Peu après son arrivée en France, à la fin des années 60, sa photo de couverture d'un disque de Juliette Gréco marque le début d'une longue collaboration. Elle signera des pochettes et affiches pour Barbara, Jean Ferrat, Anne Sylvestre, mais aussi Angélique Ionatos, Jane Birkin ou Anna Prucnal.
Au début des années 80, les plus grandes maisons d'édition font appel à son talent, de même que Le Monde des Livres dont elle sera longtemps la photographe exclusive. C'est le temps de ses premiers portraits d'écrivains, dont certains ont fait le tour du monde : Aimé Césaire, Marguerite Yourcenar, Patrick Modiano, JMG Le Clézio... Les personnalités du cinéma - de Lauren Bacall à Liv Ullmann - comme de la musique - Yehudi Menuhin, Luciano Pavarotti - ne la sollicitent pas moins...

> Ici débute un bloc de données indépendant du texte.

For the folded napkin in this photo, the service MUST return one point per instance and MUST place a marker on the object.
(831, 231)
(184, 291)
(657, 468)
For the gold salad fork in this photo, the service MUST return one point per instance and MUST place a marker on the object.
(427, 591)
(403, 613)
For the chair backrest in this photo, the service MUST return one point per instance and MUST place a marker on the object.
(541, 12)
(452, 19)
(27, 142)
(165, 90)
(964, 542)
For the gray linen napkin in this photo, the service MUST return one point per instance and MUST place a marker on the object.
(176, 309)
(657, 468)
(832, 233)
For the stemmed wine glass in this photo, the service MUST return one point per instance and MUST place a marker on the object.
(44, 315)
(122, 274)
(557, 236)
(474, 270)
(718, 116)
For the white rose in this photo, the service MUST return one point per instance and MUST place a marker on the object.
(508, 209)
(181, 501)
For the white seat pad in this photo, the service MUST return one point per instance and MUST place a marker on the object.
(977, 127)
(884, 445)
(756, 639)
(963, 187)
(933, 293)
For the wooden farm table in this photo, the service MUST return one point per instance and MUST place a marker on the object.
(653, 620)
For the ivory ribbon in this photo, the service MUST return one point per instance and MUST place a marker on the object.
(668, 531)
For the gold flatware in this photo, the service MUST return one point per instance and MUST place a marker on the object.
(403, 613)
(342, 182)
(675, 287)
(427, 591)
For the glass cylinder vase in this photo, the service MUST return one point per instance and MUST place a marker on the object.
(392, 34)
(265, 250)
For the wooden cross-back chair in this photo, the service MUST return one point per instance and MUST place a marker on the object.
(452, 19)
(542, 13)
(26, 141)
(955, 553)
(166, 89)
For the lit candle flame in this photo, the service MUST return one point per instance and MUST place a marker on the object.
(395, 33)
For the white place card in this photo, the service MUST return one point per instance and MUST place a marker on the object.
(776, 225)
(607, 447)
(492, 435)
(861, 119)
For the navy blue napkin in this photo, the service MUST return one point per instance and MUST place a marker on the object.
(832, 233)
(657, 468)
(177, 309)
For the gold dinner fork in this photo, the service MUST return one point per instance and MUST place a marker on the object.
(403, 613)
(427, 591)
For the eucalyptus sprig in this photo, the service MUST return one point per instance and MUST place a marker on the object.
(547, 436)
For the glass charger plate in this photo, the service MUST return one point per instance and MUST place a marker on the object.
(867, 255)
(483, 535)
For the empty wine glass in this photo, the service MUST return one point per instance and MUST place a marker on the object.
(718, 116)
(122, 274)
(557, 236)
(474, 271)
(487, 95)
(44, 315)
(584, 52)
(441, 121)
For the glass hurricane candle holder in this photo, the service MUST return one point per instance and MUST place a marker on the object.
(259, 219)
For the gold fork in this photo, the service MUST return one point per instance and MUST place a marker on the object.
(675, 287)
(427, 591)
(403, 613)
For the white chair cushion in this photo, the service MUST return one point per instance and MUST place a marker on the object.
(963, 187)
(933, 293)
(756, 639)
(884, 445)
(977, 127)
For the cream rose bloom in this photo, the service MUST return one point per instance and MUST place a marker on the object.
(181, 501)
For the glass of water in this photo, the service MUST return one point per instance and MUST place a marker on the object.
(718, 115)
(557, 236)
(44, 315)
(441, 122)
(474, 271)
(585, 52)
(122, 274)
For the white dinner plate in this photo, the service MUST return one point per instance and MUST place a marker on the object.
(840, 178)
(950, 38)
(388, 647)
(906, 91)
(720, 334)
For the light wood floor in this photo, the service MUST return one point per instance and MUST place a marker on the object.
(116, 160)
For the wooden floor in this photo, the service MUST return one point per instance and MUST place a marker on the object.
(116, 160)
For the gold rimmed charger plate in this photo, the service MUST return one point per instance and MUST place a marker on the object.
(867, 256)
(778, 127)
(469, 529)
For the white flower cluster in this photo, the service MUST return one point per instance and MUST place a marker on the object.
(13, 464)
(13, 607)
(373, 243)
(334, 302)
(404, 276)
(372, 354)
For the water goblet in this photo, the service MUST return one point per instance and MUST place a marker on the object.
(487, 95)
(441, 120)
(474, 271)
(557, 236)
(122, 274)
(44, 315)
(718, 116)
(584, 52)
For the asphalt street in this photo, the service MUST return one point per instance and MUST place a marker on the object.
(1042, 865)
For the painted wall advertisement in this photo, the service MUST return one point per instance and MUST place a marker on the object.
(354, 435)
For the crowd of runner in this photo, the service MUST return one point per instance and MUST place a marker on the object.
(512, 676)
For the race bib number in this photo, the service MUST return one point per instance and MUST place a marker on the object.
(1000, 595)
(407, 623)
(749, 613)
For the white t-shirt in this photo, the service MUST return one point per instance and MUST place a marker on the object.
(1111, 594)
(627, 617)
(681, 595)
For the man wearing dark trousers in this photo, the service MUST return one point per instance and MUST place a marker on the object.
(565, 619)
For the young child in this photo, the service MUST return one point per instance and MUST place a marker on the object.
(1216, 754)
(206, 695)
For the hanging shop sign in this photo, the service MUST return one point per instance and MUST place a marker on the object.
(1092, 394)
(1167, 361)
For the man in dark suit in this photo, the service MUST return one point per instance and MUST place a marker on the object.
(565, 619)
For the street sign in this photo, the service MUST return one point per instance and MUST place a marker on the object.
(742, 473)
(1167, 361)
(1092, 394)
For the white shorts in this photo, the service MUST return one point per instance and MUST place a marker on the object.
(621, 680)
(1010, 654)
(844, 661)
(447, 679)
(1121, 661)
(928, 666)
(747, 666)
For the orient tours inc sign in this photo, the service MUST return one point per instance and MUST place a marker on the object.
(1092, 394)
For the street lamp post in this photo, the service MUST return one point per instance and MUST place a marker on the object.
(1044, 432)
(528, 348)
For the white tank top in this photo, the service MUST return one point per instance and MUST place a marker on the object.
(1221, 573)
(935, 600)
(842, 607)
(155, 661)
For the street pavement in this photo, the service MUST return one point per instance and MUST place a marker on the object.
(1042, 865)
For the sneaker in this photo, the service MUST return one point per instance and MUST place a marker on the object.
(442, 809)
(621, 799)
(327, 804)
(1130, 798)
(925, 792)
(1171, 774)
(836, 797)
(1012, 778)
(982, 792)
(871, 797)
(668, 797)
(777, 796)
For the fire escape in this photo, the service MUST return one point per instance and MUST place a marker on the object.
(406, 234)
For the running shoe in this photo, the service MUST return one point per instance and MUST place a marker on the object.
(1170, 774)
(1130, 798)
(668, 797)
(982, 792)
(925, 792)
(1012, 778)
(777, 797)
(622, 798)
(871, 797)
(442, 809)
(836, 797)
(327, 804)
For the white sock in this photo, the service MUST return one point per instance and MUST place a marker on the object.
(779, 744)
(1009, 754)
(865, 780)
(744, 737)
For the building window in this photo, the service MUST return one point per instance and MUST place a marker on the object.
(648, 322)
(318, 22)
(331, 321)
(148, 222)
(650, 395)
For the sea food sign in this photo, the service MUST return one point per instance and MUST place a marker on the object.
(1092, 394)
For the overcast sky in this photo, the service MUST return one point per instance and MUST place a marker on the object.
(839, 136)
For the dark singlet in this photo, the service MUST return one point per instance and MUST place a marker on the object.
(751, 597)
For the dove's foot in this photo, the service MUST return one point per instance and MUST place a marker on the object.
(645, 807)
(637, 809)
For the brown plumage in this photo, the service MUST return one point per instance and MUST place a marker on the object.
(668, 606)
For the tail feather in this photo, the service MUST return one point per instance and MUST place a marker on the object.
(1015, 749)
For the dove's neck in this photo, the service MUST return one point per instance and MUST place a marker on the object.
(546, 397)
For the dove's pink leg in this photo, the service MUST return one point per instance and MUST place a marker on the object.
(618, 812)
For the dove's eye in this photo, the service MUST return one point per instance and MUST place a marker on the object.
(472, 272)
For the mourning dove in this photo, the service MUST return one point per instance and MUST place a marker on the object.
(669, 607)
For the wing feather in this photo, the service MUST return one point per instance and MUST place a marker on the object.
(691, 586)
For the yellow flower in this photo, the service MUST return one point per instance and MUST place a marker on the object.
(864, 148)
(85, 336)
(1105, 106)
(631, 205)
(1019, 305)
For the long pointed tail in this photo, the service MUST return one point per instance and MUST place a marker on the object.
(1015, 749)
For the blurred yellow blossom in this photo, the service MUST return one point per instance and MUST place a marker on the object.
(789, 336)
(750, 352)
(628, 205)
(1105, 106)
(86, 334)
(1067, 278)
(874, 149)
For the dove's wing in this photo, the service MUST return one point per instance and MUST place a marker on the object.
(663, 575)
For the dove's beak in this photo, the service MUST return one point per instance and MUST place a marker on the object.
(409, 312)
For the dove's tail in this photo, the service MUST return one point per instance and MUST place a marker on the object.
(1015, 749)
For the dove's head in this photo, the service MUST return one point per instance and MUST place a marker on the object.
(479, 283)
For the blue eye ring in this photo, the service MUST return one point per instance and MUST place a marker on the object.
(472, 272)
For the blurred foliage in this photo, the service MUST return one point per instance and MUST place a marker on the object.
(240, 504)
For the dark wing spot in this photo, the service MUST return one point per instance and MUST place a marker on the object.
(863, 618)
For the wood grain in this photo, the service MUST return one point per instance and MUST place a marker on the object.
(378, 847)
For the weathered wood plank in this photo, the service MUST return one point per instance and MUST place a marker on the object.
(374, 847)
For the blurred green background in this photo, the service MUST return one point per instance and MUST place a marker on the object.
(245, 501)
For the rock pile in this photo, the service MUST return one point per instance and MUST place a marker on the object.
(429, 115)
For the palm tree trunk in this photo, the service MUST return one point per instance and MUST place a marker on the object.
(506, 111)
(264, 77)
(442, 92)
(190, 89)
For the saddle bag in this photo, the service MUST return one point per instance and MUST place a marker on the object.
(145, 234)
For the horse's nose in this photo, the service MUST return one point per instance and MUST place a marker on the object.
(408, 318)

Dans ce livre, Irmeli Jung nous présente les plus beaux portraits qu'elle a réalisés, raconte le lien souvent affectif qui l'unissait à ses modèles. Elle nous fait également part d'impressions personnelles et d'anecdotes inédites qui, accompagnées du texte de Julien Cendres, révèlent une vie et une oeuvre exceptionnelles.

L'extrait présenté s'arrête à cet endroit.